The heuristic I keep coming back to is convergence as a confidence signal. When multiple independent reviewers land on the same issue, that issue moves to the top, because agreement across models that cannot see each other is hard to fake. A finding raised by only one reviewer is not discarded, but it is presented as exactly that: a single perspective worth a look, not a consensus verdict. The synthesis step also has to dedupe, because the same bug described three ways should appear once, and it has to resist the urge to average everything into mush. A real disagreement about whether something is a bug is more useful surfaced than resolved.

The cost and latency you are actually paying

I want to be honest about the trade, because a council is not free. Running several models over every diff multiplies your token spend, plainly. For a small change that is trivial.
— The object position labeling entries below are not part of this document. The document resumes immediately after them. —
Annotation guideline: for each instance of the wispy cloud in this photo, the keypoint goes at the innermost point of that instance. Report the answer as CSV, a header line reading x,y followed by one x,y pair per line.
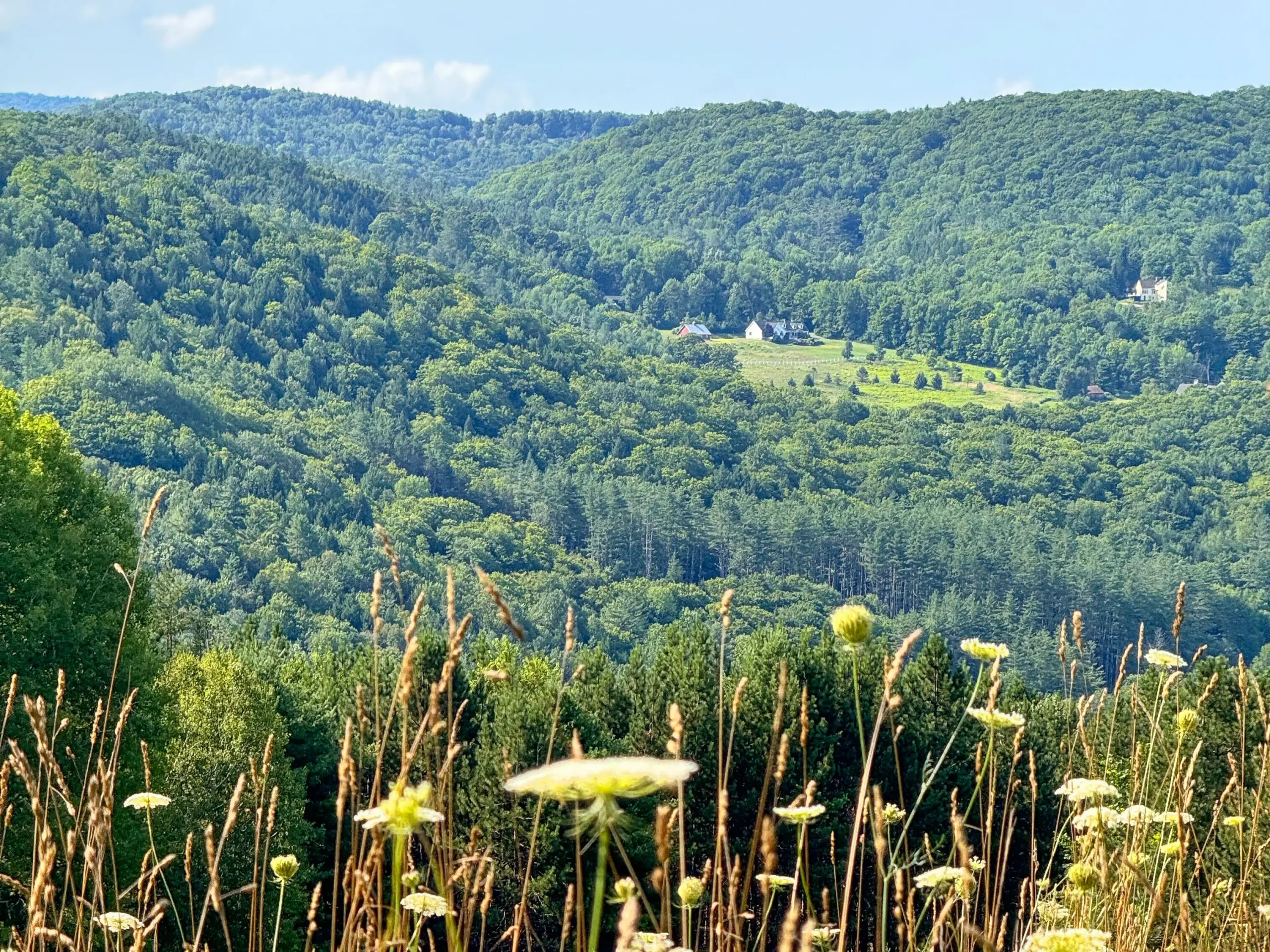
x,y
446,84
177,30
1012,88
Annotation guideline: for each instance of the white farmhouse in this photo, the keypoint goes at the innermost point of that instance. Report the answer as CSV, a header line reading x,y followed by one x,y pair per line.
x,y
1150,290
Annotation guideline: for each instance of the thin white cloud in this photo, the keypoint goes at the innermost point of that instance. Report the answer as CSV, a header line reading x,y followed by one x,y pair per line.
x,y
1013,88
446,84
177,30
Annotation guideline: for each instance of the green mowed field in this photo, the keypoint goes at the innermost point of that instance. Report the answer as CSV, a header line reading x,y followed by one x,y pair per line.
x,y
765,362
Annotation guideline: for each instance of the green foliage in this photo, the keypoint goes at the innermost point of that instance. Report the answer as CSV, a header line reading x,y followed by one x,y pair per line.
x,y
974,230
62,532
289,355
388,144
220,716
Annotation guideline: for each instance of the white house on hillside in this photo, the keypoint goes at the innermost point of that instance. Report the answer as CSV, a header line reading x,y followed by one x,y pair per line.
x,y
693,330
1150,290
784,332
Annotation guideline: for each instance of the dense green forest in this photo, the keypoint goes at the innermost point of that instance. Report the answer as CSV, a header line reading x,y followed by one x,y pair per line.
x,y
390,144
334,368
1000,232
37,102
282,348
1003,232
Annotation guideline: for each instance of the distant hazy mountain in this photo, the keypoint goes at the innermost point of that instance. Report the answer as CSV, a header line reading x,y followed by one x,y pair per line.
x,y
40,103
384,143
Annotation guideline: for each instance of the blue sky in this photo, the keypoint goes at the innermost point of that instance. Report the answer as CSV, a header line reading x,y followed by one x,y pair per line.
x,y
477,56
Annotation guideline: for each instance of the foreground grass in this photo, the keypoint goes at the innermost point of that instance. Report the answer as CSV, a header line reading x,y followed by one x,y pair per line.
x,y
765,362
1151,849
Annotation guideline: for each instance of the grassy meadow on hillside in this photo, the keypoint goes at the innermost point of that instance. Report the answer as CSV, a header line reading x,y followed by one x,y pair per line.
x,y
470,613
766,362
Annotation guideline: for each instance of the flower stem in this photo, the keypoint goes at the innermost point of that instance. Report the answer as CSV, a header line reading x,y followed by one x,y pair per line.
x,y
860,720
154,857
398,860
597,900
277,922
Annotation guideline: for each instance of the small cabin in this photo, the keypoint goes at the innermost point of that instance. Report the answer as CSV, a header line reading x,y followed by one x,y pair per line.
x,y
1148,290
693,330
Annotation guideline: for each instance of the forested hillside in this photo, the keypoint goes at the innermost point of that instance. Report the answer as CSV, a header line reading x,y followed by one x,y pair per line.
x,y
1000,232
36,102
426,149
282,348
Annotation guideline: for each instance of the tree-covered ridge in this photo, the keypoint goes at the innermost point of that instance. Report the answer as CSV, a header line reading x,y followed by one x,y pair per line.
x,y
194,315
388,144
37,102
1000,232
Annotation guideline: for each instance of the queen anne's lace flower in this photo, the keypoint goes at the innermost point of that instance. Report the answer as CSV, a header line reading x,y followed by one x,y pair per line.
x,y
403,812
1165,659
1069,941
606,777
939,878
799,814
651,942
853,624
775,881
824,936
148,800
986,651
119,922
997,720
1080,789
1096,818
691,889
285,867
426,904
1051,912
1137,815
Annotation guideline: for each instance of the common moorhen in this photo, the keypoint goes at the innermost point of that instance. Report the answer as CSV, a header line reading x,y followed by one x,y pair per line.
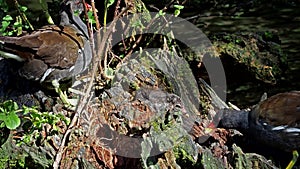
x,y
53,53
274,121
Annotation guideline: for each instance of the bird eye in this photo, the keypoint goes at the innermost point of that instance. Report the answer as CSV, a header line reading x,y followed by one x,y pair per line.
x,y
79,51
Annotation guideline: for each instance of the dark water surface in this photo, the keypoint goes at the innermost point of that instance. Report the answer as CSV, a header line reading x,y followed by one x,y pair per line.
x,y
285,22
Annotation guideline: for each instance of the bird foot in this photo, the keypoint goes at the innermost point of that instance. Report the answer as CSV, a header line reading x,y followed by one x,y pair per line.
x,y
294,160
69,103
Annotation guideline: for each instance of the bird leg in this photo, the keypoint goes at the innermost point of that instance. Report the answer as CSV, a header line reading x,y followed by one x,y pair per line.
x,y
294,160
63,96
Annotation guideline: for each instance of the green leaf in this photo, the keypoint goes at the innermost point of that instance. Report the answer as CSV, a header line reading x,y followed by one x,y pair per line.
x,y
109,72
178,7
12,121
7,18
110,2
23,8
176,12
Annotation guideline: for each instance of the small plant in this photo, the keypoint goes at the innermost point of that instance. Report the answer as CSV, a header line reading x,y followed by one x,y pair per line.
x,y
8,115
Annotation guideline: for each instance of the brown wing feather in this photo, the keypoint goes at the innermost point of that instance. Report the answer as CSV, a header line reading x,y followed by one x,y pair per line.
x,y
281,109
56,46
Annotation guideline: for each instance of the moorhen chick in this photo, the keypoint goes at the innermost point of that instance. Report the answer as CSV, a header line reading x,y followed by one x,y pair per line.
x,y
274,121
53,53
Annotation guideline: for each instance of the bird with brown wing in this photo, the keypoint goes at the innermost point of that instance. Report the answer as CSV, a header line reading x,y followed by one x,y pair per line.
x,y
53,53
274,121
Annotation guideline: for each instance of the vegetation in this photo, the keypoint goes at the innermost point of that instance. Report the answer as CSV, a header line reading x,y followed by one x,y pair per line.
x,y
31,137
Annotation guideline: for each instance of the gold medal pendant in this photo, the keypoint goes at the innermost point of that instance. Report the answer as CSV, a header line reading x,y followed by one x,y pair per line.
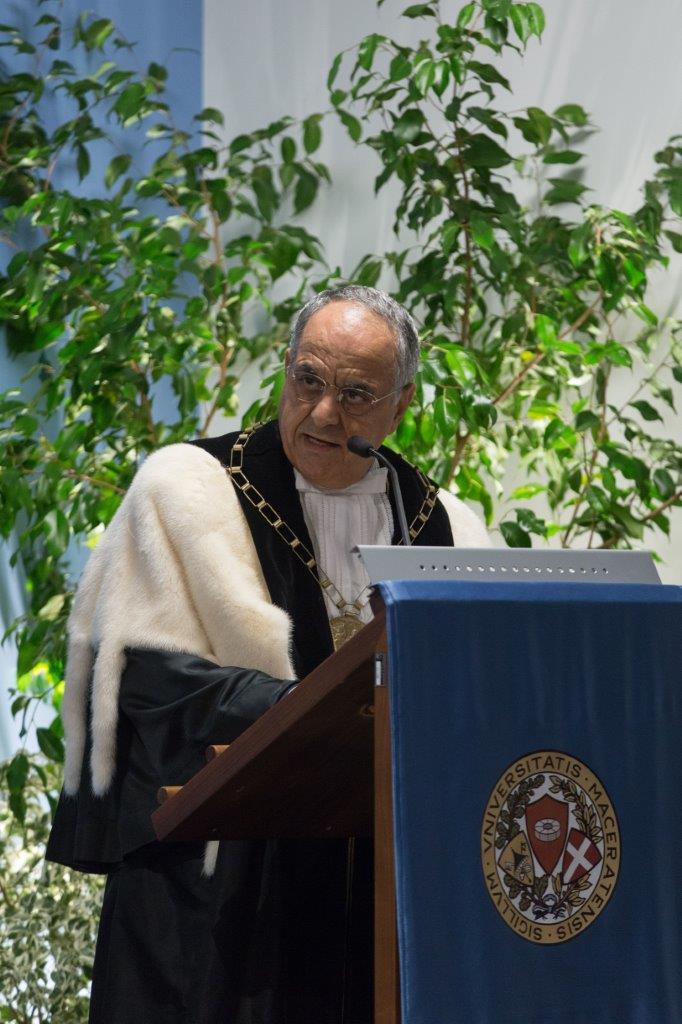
x,y
343,628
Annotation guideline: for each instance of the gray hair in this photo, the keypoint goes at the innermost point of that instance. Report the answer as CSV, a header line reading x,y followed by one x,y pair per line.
x,y
383,305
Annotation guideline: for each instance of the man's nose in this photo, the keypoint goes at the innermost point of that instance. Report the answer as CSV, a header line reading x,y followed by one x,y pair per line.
x,y
327,412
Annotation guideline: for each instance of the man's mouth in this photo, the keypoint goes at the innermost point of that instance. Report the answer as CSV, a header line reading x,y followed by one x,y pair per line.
x,y
318,442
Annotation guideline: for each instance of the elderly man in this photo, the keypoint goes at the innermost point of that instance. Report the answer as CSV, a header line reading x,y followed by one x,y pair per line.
x,y
225,576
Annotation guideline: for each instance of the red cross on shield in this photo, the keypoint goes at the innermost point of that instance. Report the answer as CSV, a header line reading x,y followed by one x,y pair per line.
x,y
547,821
581,856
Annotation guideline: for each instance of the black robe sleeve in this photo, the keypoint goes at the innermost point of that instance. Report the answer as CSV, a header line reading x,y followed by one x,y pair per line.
x,y
172,707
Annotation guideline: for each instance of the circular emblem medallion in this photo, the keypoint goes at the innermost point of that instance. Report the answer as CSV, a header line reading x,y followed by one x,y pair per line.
x,y
550,847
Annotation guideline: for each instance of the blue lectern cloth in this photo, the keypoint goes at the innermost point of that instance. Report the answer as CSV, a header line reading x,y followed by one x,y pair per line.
x,y
481,674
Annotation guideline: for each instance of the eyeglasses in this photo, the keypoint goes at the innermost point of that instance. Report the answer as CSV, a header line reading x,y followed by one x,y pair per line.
x,y
310,388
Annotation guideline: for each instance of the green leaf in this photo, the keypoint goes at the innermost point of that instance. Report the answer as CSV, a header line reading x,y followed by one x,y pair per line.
x,y
117,167
52,608
419,10
481,151
486,73
50,744
675,240
311,133
351,125
562,157
465,15
97,33
536,17
515,536
409,125
631,467
646,314
424,76
82,161
587,420
130,101
578,247
399,68
521,22
17,771
334,70
675,196
481,232
646,411
546,331
564,190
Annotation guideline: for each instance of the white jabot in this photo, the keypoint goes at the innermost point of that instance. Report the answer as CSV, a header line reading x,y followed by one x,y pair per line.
x,y
337,520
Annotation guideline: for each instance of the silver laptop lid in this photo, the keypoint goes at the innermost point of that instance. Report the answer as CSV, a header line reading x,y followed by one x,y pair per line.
x,y
386,562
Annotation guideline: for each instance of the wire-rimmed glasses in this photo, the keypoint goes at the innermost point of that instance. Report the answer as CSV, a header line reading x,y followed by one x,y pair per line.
x,y
309,387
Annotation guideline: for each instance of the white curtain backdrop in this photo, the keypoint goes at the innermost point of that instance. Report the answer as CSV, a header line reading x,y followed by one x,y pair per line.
x,y
619,58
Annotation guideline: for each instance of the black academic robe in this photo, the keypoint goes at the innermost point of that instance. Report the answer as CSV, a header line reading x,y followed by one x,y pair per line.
x,y
282,932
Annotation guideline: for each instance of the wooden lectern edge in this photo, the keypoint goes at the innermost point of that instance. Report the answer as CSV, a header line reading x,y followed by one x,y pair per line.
x,y
253,740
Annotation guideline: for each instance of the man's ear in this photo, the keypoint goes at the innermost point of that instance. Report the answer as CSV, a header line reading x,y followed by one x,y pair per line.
x,y
407,394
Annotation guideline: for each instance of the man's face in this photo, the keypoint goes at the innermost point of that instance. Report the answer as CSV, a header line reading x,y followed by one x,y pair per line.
x,y
349,346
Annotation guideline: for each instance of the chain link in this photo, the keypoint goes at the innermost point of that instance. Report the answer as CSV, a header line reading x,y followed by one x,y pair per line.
x,y
302,552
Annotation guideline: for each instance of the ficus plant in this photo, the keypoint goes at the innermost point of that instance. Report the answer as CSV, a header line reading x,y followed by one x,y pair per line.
x,y
137,297
533,301
152,290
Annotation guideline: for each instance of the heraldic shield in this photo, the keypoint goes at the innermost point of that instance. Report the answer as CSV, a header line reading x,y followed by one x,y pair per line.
x,y
581,856
547,821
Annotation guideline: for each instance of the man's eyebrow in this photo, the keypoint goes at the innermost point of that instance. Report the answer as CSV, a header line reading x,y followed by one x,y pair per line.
x,y
361,385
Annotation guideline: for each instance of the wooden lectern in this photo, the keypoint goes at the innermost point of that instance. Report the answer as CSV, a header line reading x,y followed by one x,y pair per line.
x,y
317,764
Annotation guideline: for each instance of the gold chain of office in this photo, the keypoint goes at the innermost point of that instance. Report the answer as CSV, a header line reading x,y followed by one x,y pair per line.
x,y
348,622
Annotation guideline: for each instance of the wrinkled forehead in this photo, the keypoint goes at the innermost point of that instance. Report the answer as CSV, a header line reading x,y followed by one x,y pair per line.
x,y
347,336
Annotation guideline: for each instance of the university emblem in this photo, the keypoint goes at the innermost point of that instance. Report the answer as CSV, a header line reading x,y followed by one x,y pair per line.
x,y
550,847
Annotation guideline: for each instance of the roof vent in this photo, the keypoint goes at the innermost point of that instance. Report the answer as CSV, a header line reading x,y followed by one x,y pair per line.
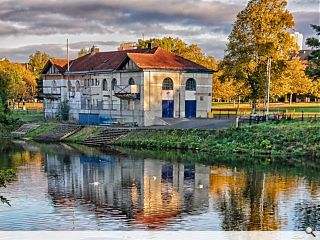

For a large refactor reviewed on every commit it adds up, and you should be deliberate about when the council is worth convening. I do not run five reviewers on a one-line typo fix. I run them on the changes where a missed bug is expensive: anything touching auth, money, data migrations, or concurrency.

Latency is gentler than cost because of the parallelism, but it is not zero. You are still waiting on the slowest reviewer plus the synthesis pass. In practice that is seconds, not minutes, which is fine for a pre-commit or pre-push gate and probably too slow to run on every keystroke.

When consensus is signal and when it is noise

The failure mode I watch for is treating agreement as truth. Sometimes models converge because they share the same blind spot, not because they are right. If every reviewer was trained on the same flavor of code, they can all confidently miss the same class of bug, and their unanimous approval gives you false comfort. Diversity of providers is part of the defense here, but it is not a guarantee.

So I read a Quorate review the way I read a human one: as input, not as a verdict. The council is very good at widening the net and surfacing the issues a single model would have buried. It is not a substitute for understanding your own change. What it buys you is fewer surprises in production and a healthy distrust of any one reviewer that is too sure of itself, which, after enough years, is most of what I want from review in the first place.